C’è un dolore che non ha bisogno di parole, ma oggi è nostro dovere trovarle. Perché quello che è accaduto a Castel d’Azzano, in provincia di Verona, non è solo una tragedia: è un attentato intollerabile contro la vita, la sicurezza e il senso stesso dello Stato.
Vite spezzate per tutelare i cittadini
Il luogotenente Marco Piffari, il carabiniere scelto Davide Bernardello e il brigadiere capo Valerio Daprà hanno perso la vita mentre facevano ciò che fanno ogni giorno migliaia di uomini e donne in divisa: servire lo Stato. E quindi servire tutti noi.
Non si tratta di una morte “sul lavoro” nel senso comune del termine. Si tratta di tre vite spezzate in modo violento, improvviso, in un contesto che parla di instabilità, di follia forse, ma che non può essere ridotto a una casualità. Perché quando si colpiscono i servitori dello Stato, si colpisce ogni cittadino che in quello Stato ripone fiducia e speranza.

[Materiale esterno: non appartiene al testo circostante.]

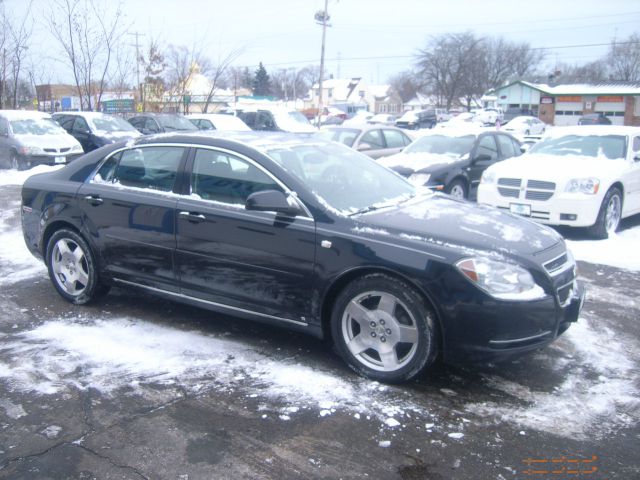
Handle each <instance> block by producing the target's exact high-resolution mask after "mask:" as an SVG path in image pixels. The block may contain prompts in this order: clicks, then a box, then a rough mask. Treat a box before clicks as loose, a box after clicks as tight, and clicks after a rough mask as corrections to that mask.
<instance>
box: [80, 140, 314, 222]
mask: <svg viewBox="0 0 640 480" xmlns="http://www.w3.org/2000/svg"><path fill="white" fill-rule="evenodd" d="M150 147H181V148H205V149H208V150H216V151H220V152H224V153H229V154H232V155H234V156H237V157H239V158H242V159H243V160H247V161H248V162H249V163H251V164H252V165H254V166H255V167H257V168H258V169H260V170H261V171H263V172H264V173H266V174H267V175H268V176H269V177H270V178H271V179H272V180H274V181H275V182H276V183H277V184H278V185H279V186H280V187H281V188H282V189H283V190H284V191H285V193H286V194H287V195H289V196H291V197H293V198H294V199H295V201H296V202H297V203H298V206H300V208H301V209H302V211H303V213H304V215H299V216H296V217H295V218H299V219H308V220H311V221H315V219H314V218H313V215H312V214H311V212H310V211H309V209H308V208H307V206H306V205H305V204H304V203H303V202H302V200H300V198H298V194H297V193H296V192H295V191H293V190H291V189H290V188H289V187H287V186H286V185H285V184H284V183H282V181H280V179H278V178H277V177H276V176H275V175H273V174H272V173H271V172H270V171H269V170H267V169H265V168H264V167H263V166H262V165H260V164H258V163H256V162H255V161H253V160H252V159H250V158H249V157H247V156H245V155H242V154H240V153H238V152H235V151H233V150H229V149H226V148H221V147H214V146H211V145H199V144H192V143H175V142H167V143H153V144H143V145H129V146H127V145H125V146H124V147H122V148H118V149H116V150H114V151H113V152H111V153H110V154H109V155H107V156H106V157H105V158H103V159H102V160H101V161H100V162H98V165H97V166H96V168H95V169H94V170H93V171H92V172H91V174H90V175H88V180H86V181H85V182H84V183H91V184H95V185H105V186H108V185H110V184H109V183H96V182H94V181H93V179H94V178H95V176H96V175H97V173H98V171H99V170H100V169H101V168H102V166H103V165H104V164H105V163H106V162H108V161H109V159H110V158H111V157H113V156H115V155H117V154H119V153H121V152H124V151H126V150H131V149H133V148H150ZM118 188H123V189H127V190H131V191H136V187H129V186H126V185H120V186H119V187H118ZM145 191H149V192H154V193H157V194H165V195H167V194H170V195H174V196H175V197H176V198H177V199H184V198H188V199H192V200H195V201H202V202H208V203H209V204H212V202H209V201H208V200H205V199H202V198H200V199H196V198H195V197H189V196H188V195H182V194H179V193H173V192H161V191H155V190H151V189H145ZM189 192H190V193H191V179H189ZM218 203H219V204H220V205H221V206H222V205H224V202H218ZM229 205H231V204H229ZM229 208H234V207H229ZM274 215H275V214H274Z"/></svg>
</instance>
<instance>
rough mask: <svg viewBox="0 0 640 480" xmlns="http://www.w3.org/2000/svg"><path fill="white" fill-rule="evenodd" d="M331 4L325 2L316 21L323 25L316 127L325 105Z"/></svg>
mask: <svg viewBox="0 0 640 480" xmlns="http://www.w3.org/2000/svg"><path fill="white" fill-rule="evenodd" d="M328 4H329V0H324V10H323V11H319V12H316V14H315V17H314V18H315V19H316V23H318V25H322V49H321V50H320V80H319V82H318V85H319V87H320V91H319V92H318V117H317V119H316V125H317V126H318V127H319V126H320V116H321V115H322V111H323V110H324V105H323V104H322V81H323V77H324V44H325V39H326V36H327V26H330V25H328V22H329V12H328V11H327V8H328Z"/></svg>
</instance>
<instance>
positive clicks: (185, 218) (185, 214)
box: [178, 211, 207, 223]
mask: <svg viewBox="0 0 640 480" xmlns="http://www.w3.org/2000/svg"><path fill="white" fill-rule="evenodd" d="M178 215H180V216H181V217H182V218H185V219H186V220H187V221H188V222H191V223H200V222H204V221H205V220H206V219H207V218H206V217H205V216H204V215H202V214H201V213H195V212H184V211H183V212H179V213H178Z"/></svg>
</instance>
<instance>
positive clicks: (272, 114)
mask: <svg viewBox="0 0 640 480" xmlns="http://www.w3.org/2000/svg"><path fill="white" fill-rule="evenodd" d="M236 114H237V115H238V117H240V119H241V120H242V121H243V122H244V123H246V124H247V125H248V126H249V128H251V129H252V130H266V131H270V132H291V133H313V132H317V131H318V129H317V128H316V127H314V126H313V125H311V123H309V120H307V117H305V116H304V115H303V114H302V113H300V112H298V111H296V110H287V109H285V108H271V109H266V108H260V109H257V110H238V111H237V112H236Z"/></svg>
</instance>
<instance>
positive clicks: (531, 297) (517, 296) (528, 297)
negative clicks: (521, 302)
mask: <svg viewBox="0 0 640 480" xmlns="http://www.w3.org/2000/svg"><path fill="white" fill-rule="evenodd" d="M456 267H457V268H458V270H460V272H461V273H462V274H463V275H464V276H465V277H466V278H467V279H469V280H470V281H471V282H472V283H474V284H475V285H476V286H478V287H479V288H481V289H482V290H484V291H485V292H487V293H488V294H489V295H491V296H492V297H495V298H499V299H500V300H515V301H525V300H537V299H540V298H544V297H545V296H546V294H545V293H544V290H543V289H542V287H540V286H539V285H538V284H537V283H536V282H535V280H534V279H533V277H532V276H531V274H530V273H529V272H528V271H527V270H525V269H524V268H522V267H520V266H519V265H514V264H511V263H506V262H500V261H496V260H489V259H488V258H482V257H476V258H465V259H463V260H460V261H459V262H457V263H456Z"/></svg>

Il sacrificio di tre servitori dello Stato
La divisa non è solo un simbolo: è una responsabilità, un giuramento, un impegno che dura 24 ore su 24. E troppo spesso, come oggi, è anche un bersaglio. Il sacrificio di questi tre carabinieri è di quanto tra le forze dell’ordine e cittadini sono rimasti feriti scuote profondamente le istituzioni, l’Arma e le comunità che loro proteggevano. Ma scuote anche ciascuno di noi, che abbiamo visto quelle immagini, ascoltato quelle notizie con sgomento, incredulità e rabbia.
Tragedia che sia punita
Il dolore delle famiglie è il nostro. Il cordoglio dell’Arma è quello di un Paese intero. E la richiesta di giustizia e di verità deve essere ferma, senza ambiguità. Perché la sicurezza non è una parola astratta: è fatta di uomini e donne in carne e ossa, come Marco, Davide e Valerio. E oggi, a loro, dobbiamo rispetto, memoria e gratitudine. Ma anche una promessa: che il loro sacrificio non sarà dimenticato né lasciato impunito. Serve severità e lo Stato, le istituzioni democratiche non possono tollerare chi semina tragedie e lutti.